Exabytes in a Test Tube: The Case for DNA Data Storage
With the right coding, the double helix could archive our entire civilization
Five thousand years ago, a man died in the Alps. It’s possible he died from a blow to the head, or he may have bled to death after being shot in the shoulder with an arrow. There’s a lot we don’t know about Ötzi (named for the Ötztal Alps, where he was discovered), despite the fact that researchers have spent almost 30 years studying him.
On the other hand, we know rather a lot about Ötzi’s physiological traits and even his clothes. We know he had brown eyes and a predisposition for cardiovascular diseases. He had type O positive blood and was lactose intolerant. The coat he was wearing was patched together using the leather of multiple sheep and goats, and his hat was made from a brown bear’s hide. All of this information came from sequencing the DNA of both Ötzi and the clothing he wore.
DNA can store remarkable amounts of genetic information and, as Ötzi demonstrates, can do so for thousands of years. The DNA molecule is a double-helix staircase of billions of molecular blocks, called base pairs, whose arrangement determines much of what makes each of us unique. Only recently have we contemplated using DNA to store electronic, digital data. And while DNA isn’t currently a viable alternative to memory sticks or hard-disk drives, it might be one of our best options to cope with the increasingly vast quantities of data we’ll create as data mining, analytics, and other big-data applications proliferate.
It was back in 2003 when some researchers, notably a group at the University of Arizona, became intrigued with the idea of using DNA to store data.
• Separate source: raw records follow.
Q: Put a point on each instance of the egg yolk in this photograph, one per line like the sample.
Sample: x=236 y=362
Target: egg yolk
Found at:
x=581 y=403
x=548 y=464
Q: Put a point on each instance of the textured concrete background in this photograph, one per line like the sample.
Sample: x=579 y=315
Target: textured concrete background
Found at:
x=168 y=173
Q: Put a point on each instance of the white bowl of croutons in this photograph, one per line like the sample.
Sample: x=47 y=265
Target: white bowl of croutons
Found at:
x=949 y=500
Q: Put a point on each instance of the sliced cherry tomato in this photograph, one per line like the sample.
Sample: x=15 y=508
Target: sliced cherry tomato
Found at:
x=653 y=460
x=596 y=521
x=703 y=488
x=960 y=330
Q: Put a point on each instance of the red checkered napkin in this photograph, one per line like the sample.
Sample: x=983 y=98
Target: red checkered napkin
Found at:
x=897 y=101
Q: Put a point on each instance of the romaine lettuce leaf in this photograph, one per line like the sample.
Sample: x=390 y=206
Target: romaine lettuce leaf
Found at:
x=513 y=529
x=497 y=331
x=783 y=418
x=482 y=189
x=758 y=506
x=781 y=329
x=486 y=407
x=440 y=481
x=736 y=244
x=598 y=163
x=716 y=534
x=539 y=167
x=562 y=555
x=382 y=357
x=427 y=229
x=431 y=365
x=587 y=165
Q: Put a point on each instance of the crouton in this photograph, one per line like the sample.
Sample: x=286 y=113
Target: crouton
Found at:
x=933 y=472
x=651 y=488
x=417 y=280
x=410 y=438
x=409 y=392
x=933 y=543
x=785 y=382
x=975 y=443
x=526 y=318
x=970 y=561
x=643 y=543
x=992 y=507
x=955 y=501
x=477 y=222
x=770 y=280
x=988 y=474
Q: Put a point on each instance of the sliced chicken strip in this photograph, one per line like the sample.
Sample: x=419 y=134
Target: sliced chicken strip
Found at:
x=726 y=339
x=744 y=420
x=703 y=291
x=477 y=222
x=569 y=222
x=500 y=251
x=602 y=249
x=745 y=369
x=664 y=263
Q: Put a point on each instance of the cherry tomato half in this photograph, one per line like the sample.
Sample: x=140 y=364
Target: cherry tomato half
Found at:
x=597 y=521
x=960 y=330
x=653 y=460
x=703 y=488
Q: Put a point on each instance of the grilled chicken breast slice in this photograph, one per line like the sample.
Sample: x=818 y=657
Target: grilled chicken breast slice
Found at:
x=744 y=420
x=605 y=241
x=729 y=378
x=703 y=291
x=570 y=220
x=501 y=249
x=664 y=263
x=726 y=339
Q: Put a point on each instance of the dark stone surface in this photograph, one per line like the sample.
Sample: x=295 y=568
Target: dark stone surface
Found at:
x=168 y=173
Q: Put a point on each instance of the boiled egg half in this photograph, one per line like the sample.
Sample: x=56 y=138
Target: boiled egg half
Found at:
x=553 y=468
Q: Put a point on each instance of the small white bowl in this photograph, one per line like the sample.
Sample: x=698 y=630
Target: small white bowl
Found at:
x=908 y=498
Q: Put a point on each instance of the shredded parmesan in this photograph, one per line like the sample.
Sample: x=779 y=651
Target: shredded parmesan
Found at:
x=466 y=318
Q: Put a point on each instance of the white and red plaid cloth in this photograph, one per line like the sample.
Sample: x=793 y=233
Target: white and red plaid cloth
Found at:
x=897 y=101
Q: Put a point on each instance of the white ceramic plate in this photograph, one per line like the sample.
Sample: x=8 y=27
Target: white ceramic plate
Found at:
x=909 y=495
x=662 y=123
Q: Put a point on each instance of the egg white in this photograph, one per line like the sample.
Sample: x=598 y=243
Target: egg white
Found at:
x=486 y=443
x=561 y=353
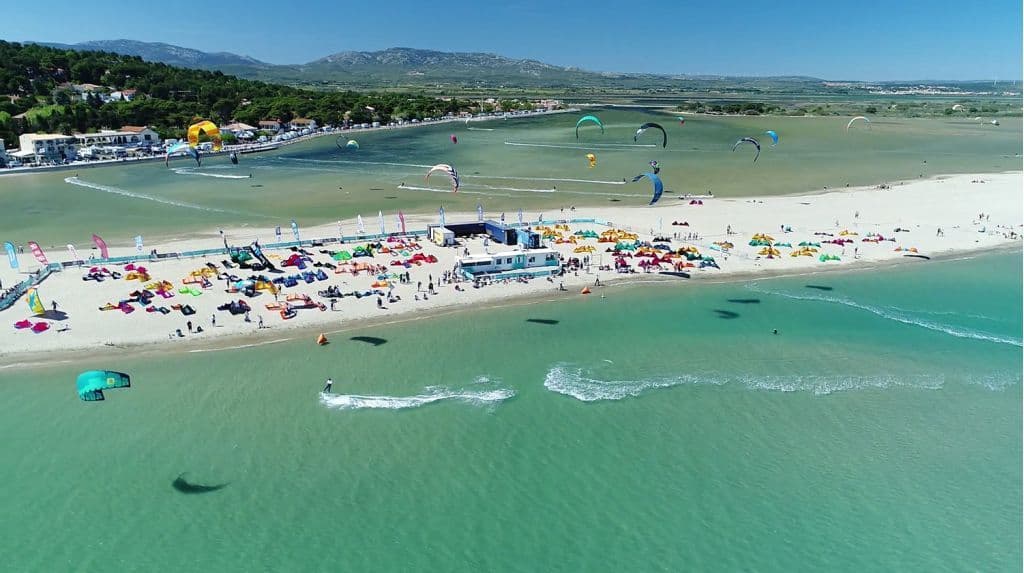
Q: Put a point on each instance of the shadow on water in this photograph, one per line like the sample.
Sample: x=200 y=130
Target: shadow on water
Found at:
x=183 y=486
x=370 y=340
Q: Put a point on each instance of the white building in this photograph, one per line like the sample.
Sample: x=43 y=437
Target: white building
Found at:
x=510 y=260
x=48 y=146
x=127 y=135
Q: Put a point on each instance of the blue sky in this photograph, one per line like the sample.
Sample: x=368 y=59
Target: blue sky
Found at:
x=862 y=40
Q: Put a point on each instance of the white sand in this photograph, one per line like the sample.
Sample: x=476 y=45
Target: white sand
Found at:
x=952 y=204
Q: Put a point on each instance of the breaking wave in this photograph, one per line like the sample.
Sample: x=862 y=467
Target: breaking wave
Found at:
x=120 y=191
x=429 y=396
x=587 y=387
x=893 y=313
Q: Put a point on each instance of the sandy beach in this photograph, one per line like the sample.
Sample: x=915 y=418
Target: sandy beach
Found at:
x=919 y=209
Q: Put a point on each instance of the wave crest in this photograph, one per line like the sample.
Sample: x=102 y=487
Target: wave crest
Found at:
x=429 y=396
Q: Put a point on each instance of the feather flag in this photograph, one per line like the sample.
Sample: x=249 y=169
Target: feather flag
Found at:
x=37 y=252
x=101 y=245
x=11 y=254
x=32 y=297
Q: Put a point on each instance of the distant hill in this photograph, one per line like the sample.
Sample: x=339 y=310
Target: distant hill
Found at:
x=164 y=53
x=415 y=68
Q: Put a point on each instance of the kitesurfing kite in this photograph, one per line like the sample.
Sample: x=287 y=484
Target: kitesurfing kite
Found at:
x=593 y=119
x=752 y=141
x=655 y=181
x=645 y=127
x=92 y=383
x=448 y=170
x=866 y=121
x=344 y=143
x=209 y=129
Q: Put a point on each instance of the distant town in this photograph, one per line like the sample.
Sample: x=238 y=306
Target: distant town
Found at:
x=134 y=142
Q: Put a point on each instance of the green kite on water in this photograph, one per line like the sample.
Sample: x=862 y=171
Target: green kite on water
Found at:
x=92 y=383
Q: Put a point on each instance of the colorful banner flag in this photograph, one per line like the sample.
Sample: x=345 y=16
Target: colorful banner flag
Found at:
x=38 y=253
x=32 y=297
x=101 y=245
x=11 y=254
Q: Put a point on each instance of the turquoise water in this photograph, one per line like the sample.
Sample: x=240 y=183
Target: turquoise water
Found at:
x=532 y=164
x=660 y=428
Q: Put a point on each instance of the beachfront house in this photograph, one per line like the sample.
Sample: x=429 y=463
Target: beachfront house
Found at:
x=269 y=125
x=509 y=261
x=127 y=135
x=123 y=95
x=299 y=124
x=84 y=91
x=48 y=146
x=240 y=130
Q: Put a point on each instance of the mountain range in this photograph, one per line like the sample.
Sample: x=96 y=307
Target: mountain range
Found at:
x=418 y=68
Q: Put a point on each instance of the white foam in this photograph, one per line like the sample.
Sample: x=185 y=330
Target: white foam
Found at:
x=350 y=162
x=120 y=191
x=584 y=386
x=190 y=171
x=589 y=146
x=595 y=181
x=893 y=314
x=430 y=395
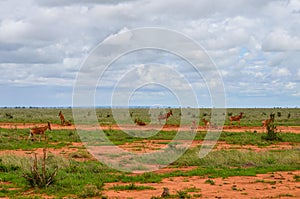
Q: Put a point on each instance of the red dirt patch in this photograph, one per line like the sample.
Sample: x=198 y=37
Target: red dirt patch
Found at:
x=259 y=129
x=277 y=185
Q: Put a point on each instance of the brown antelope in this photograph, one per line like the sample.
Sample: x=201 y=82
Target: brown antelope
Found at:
x=164 y=116
x=206 y=123
x=139 y=122
x=39 y=131
x=62 y=120
x=265 y=123
x=236 y=118
x=194 y=125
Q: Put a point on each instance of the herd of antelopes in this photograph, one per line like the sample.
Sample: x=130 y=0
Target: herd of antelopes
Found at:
x=236 y=118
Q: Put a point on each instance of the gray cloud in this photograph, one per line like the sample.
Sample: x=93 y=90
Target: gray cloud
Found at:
x=255 y=44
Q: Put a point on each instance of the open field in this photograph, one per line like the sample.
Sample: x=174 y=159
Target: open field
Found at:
x=241 y=165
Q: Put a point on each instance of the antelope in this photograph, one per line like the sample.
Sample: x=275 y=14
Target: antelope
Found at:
x=194 y=126
x=236 y=118
x=139 y=122
x=206 y=123
x=164 y=116
x=62 y=120
x=39 y=131
x=265 y=123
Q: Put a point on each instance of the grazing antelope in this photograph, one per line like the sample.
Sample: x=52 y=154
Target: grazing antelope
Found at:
x=265 y=123
x=139 y=122
x=164 y=116
x=62 y=119
x=236 y=118
x=206 y=123
x=39 y=131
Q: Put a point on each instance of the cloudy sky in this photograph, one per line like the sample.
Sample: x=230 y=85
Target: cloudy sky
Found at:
x=254 y=44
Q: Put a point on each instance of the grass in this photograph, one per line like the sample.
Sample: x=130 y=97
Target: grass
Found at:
x=131 y=186
x=251 y=117
x=74 y=176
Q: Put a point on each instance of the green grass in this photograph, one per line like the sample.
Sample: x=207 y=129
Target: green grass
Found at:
x=72 y=176
x=131 y=186
x=252 y=116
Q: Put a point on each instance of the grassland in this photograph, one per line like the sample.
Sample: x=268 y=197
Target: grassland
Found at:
x=81 y=176
x=251 y=117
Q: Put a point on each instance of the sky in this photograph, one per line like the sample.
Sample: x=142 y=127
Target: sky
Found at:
x=255 y=46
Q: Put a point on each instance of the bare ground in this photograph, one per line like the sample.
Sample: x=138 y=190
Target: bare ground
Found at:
x=272 y=185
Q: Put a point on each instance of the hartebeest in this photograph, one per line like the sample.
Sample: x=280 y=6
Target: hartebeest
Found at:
x=39 y=131
x=206 y=123
x=62 y=119
x=164 y=116
x=265 y=123
x=236 y=118
x=139 y=122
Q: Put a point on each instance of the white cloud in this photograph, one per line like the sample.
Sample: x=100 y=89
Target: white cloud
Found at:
x=281 y=40
x=290 y=85
x=281 y=72
x=251 y=42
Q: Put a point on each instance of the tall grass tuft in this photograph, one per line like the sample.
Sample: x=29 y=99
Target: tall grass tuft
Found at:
x=39 y=176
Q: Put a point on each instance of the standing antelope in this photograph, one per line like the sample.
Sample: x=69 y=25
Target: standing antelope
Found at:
x=164 y=116
x=206 y=123
x=62 y=119
x=236 y=118
x=265 y=123
x=39 y=131
x=139 y=122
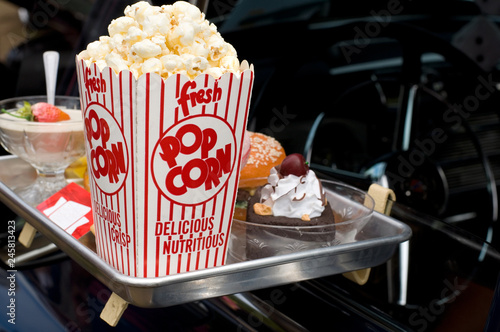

But there were plenty of skeptics: Conventional mass-storage systems were doing the job cheaply and reliably. There was no compelling reason to seek out new options.
The situation has changed drastically over the last 15 years. We face an unprecedented data deluge in medicine, physics, astronomy, biology, and other sciences. The Sloan Digital Sky Survey, for example, produces about 73,000 gigabytes of data annually. At the European Organization for Nuclear Research (CERN), the Large Hadron Collider generates 50 million GB of data per year as it records the results of experiments involving, typically, 600 million particle collisions per second. These CERN results churn through a distributed computing grid comprising over 130,000 CPUs, 230 million GB of magnetic tape storage, and 300 million GB of online disk storage.
Using primers to replicate DNA
Primers are short strands of bases that match, base for base, the ends of DNA strands. Primers kick-start the polymerase chain reaction in order to replicate a particular DNA strand, making it easier to pick out at random from a soup of DNA strands.Illustration: Mark Montgomery
In the life sciences, DNA sequencing alone generates millions of gigabytes of data per year. Researchers predict that within a decade we will be swamped with 40 billion (109) GB of genomic data. All of that data will have to be stored for decades due to government regulations in the United States, Europe, and elsewhere.
Yet even as our data storage needs surge, traditional mass-storage technologies are starting to approach their limits. With hard-disk drives, we’re encountering a limit of 1 terabyte—1,000 GB—per square inch. Past that point, temperature fluctuations can induce the magnetically charged material of the disk to flip, corrupting the data it holds. We could try to use a more heat-resistant material, but we would have to drastically alter the technology we use to read and write on hard-disk drives, which would require huge new investments. The storage industry needs to look elsewhere.
DNA-based storage has come a long way since the early 2000s, when the technologies for reading DNA, let alone writing it, were still in their infancy. In those days, the Human Genome Project had only recently completed a draft of the human genome, at a mind-boggling cost exceeding US $2.7 billion, which works out to about $1 to read each base pair.
By the end of 2015, the cost for obtaining a highly accurate readout of an entire human genome had fallen below $1,500, according to the National Human Genome Research Institute. And today, roughly $1,000 is enough for you to get your entire genome sequenced. The cost of DNA sequencing is one three-millionth what it was 10 years ago.
Our ability to sequence, synthesize, and edit DNA has advanced at a previously inconceivable speed. Far from being expensive and impractical, these DNA technologies are the most disruptive in all of biotechnology. It’s now possible to write custom DNA strands for pennies per base pair, at least for short strands. Two companies, GenScript Biotech Corp. and Integrated DNA Technologies, provide DNA synthesis for 11 and 37 cents per base pair, respectively, for strands no longer than several hundred base pairs. Biotech startup companies buy their services and use the synthesized DNA to repair organs or create yeasts that produce unusual flavors to use in brewing beer.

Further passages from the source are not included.